Saturday night, as he watched community members and supporters file into the events center, museum Director Matt Parbs couldn’t help but smile.
“Our board has put together a great lineup of things to bid on tonight,” Parbs said. “I think we usually have about 15 live auctions and 75 silent auctions. We’ve got raffles and a great lineup of specialty drinks and food. It’s always a great night for us.”
Parbs said the event in the past has regularly seen roughly $35,000 go toward the museum’s fund, but he said he was confident that the $40,000 mark could be eclipsed.
The community support for the local favorite is largely to thank for those impressive goals, Parbs said.
“I think we’ve got about 160 people here tonight, and that’s huge for us,” Parbs said. “There is about $25,000 worth of donated items in that room right there, and that comes from the generosity of the local business community here in our area.”
The event is “always my favorite night of the year,” Parbs said with a grin, seeing so many community partners band together to ensure a healthy future for the museum.

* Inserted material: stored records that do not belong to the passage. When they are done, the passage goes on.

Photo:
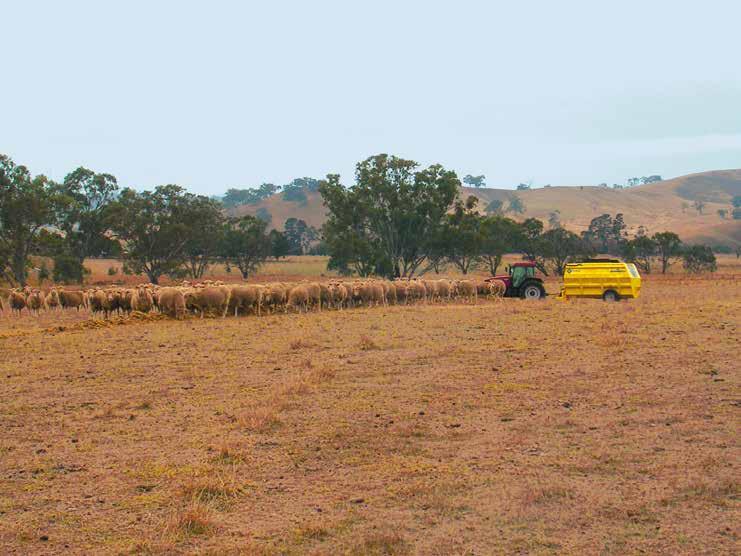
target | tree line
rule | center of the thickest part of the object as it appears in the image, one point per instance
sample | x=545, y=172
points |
x=396, y=220
x=165, y=231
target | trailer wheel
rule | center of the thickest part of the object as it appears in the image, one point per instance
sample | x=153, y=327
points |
x=532, y=291
x=610, y=295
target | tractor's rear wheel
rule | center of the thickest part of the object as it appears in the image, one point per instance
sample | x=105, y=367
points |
x=532, y=291
x=610, y=295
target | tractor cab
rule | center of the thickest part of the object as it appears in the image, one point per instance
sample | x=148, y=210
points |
x=521, y=281
x=519, y=272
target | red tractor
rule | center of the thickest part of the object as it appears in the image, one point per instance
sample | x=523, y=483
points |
x=521, y=281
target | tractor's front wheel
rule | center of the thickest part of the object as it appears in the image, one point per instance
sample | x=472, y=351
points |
x=533, y=291
x=610, y=295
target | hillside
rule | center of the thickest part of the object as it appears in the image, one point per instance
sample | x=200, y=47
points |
x=660, y=206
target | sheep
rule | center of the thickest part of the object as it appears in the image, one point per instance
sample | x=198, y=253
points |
x=142, y=300
x=325, y=295
x=402, y=292
x=497, y=289
x=467, y=290
x=275, y=297
x=443, y=290
x=416, y=290
x=315, y=295
x=340, y=295
x=171, y=302
x=298, y=297
x=209, y=298
x=389, y=291
x=52, y=299
x=100, y=302
x=35, y=301
x=72, y=299
x=17, y=302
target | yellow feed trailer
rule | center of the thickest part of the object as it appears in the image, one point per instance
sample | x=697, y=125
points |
x=608, y=279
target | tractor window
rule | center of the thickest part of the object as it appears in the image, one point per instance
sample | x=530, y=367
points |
x=518, y=275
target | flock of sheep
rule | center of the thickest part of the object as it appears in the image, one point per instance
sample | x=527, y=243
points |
x=219, y=299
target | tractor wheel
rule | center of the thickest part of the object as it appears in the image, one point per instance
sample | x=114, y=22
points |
x=532, y=291
x=610, y=295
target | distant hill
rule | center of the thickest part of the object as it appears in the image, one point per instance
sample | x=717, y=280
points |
x=660, y=206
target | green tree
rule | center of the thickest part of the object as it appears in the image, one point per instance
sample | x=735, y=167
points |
x=204, y=235
x=84, y=218
x=279, y=244
x=668, y=248
x=389, y=215
x=27, y=205
x=462, y=233
x=515, y=206
x=499, y=236
x=494, y=207
x=264, y=214
x=299, y=235
x=640, y=250
x=560, y=246
x=154, y=228
x=296, y=190
x=475, y=181
x=605, y=233
x=236, y=197
x=531, y=246
x=699, y=258
x=245, y=244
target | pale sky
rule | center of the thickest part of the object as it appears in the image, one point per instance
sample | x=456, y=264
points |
x=217, y=94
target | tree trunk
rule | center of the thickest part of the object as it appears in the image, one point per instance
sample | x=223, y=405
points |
x=20, y=273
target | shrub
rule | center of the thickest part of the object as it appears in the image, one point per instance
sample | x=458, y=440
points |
x=68, y=269
x=699, y=258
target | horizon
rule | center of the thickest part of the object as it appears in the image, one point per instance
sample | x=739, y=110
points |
x=232, y=96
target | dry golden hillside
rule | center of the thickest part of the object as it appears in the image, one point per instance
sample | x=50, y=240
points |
x=666, y=205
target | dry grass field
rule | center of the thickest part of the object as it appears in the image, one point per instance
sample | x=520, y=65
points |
x=500, y=427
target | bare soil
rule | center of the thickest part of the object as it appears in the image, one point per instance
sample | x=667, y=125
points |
x=499, y=427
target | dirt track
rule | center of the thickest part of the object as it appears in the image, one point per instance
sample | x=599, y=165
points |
x=509, y=426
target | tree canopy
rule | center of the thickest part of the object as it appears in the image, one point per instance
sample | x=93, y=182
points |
x=384, y=222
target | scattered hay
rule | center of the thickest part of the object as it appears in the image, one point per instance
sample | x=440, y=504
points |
x=382, y=544
x=93, y=324
x=260, y=419
x=367, y=344
x=196, y=519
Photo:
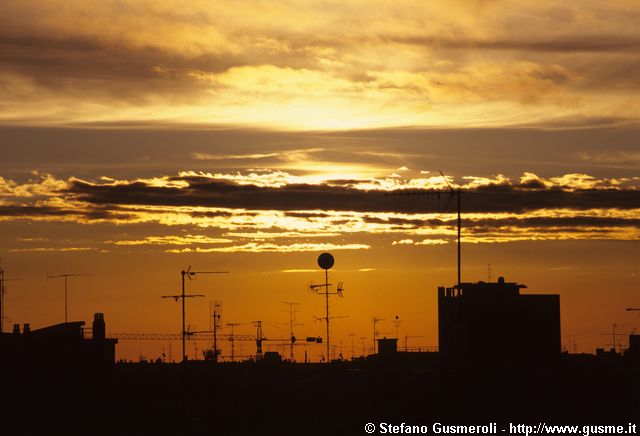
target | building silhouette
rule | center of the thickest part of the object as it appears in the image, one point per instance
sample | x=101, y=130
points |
x=64, y=344
x=493, y=324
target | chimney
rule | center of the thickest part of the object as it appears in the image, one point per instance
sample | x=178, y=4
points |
x=99, y=328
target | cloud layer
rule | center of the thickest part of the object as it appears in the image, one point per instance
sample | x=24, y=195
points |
x=319, y=64
x=275, y=211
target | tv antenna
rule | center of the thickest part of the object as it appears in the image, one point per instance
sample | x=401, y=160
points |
x=232, y=338
x=396, y=324
x=66, y=278
x=437, y=193
x=326, y=261
x=2, y=292
x=191, y=276
x=376, y=320
x=292, y=323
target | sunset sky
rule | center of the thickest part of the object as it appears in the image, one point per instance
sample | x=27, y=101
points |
x=138, y=138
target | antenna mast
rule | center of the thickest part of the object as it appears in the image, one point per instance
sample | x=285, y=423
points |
x=66, y=276
x=375, y=332
x=190, y=275
x=326, y=261
x=292, y=318
x=2, y=291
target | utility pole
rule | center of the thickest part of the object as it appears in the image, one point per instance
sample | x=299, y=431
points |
x=66, y=277
x=396, y=323
x=259, y=339
x=232, y=339
x=353, y=348
x=375, y=332
x=216, y=324
x=189, y=274
x=2, y=292
x=292, y=318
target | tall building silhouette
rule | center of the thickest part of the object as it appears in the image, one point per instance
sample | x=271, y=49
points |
x=493, y=324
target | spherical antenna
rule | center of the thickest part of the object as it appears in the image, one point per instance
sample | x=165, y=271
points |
x=325, y=261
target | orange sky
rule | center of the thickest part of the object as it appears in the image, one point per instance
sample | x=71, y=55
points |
x=138, y=138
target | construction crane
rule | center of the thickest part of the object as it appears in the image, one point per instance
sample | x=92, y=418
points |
x=190, y=275
x=66, y=277
x=437, y=193
x=3, y=279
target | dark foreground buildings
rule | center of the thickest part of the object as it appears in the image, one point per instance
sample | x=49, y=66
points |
x=59, y=345
x=493, y=324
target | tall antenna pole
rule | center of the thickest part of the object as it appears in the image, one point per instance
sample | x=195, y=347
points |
x=326, y=261
x=190, y=275
x=292, y=318
x=216, y=323
x=326, y=286
x=375, y=332
x=66, y=277
x=232, y=339
x=2, y=292
x=459, y=232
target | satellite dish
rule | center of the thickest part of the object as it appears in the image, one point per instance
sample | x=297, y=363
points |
x=325, y=261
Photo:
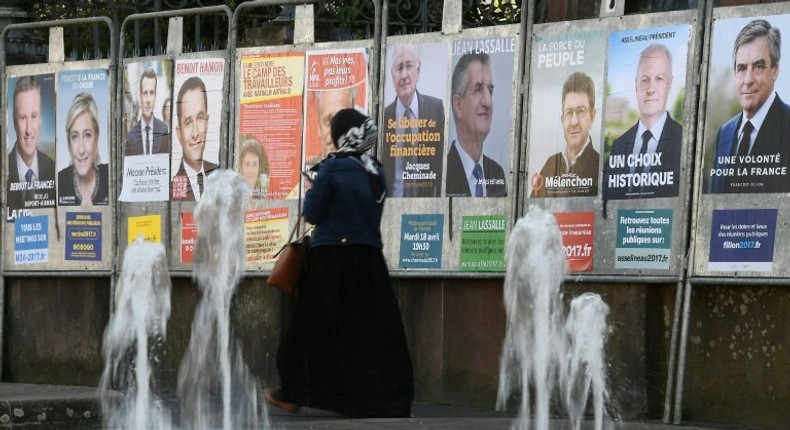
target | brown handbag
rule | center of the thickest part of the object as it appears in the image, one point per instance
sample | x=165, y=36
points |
x=289, y=265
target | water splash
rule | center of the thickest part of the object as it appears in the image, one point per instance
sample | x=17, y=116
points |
x=218, y=267
x=212, y=366
x=542, y=348
x=142, y=300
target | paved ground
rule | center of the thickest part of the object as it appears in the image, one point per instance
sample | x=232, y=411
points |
x=63, y=407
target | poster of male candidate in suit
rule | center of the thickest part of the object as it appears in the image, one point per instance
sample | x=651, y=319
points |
x=197, y=111
x=414, y=117
x=565, y=131
x=481, y=117
x=747, y=127
x=644, y=110
x=31, y=144
x=146, y=146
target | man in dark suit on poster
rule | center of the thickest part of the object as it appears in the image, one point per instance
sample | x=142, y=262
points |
x=752, y=147
x=31, y=173
x=469, y=171
x=412, y=120
x=645, y=160
x=150, y=135
x=192, y=111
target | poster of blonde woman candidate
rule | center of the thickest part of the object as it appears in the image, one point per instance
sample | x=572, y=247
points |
x=196, y=125
x=481, y=117
x=567, y=90
x=747, y=127
x=413, y=125
x=146, y=147
x=644, y=109
x=83, y=138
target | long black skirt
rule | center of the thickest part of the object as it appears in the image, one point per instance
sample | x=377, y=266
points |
x=345, y=348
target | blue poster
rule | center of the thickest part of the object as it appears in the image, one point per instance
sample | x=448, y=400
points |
x=742, y=239
x=83, y=236
x=31, y=240
x=421, y=241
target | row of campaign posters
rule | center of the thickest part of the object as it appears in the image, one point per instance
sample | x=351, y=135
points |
x=606, y=114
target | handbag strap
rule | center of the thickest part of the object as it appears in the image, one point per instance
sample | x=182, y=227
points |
x=290, y=239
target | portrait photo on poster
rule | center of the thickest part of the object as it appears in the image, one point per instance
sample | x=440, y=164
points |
x=567, y=88
x=196, y=114
x=747, y=117
x=478, y=148
x=414, y=118
x=83, y=136
x=643, y=115
x=30, y=143
x=147, y=137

The night gives Parbs a chance to tell the museum’s story, he said, a story that he really doesn’t get tired of telling.
The business relationships formed throughout the vast history of the museum have certainly fueled the fire that pushes the tourist attraction forward, Parbs noted.
“You see a lot of people that are here simply because they want to see the museum grow and continue,” Parbs said. “That’s really, really nice. Just the chance for everyone to talk.”
While it’s always nice to see the community support the museum, Parbs said it’s equally important that the museum return the favor whenever possible. Those relationships aren’t one-way streets.
“It really is a reflection of what I think a museum should be in any community,” Parbs said. “This is a social space for everybody to get together. We all try to realize the importance of quality of life in Clinton, and that affects everybody around the same table.”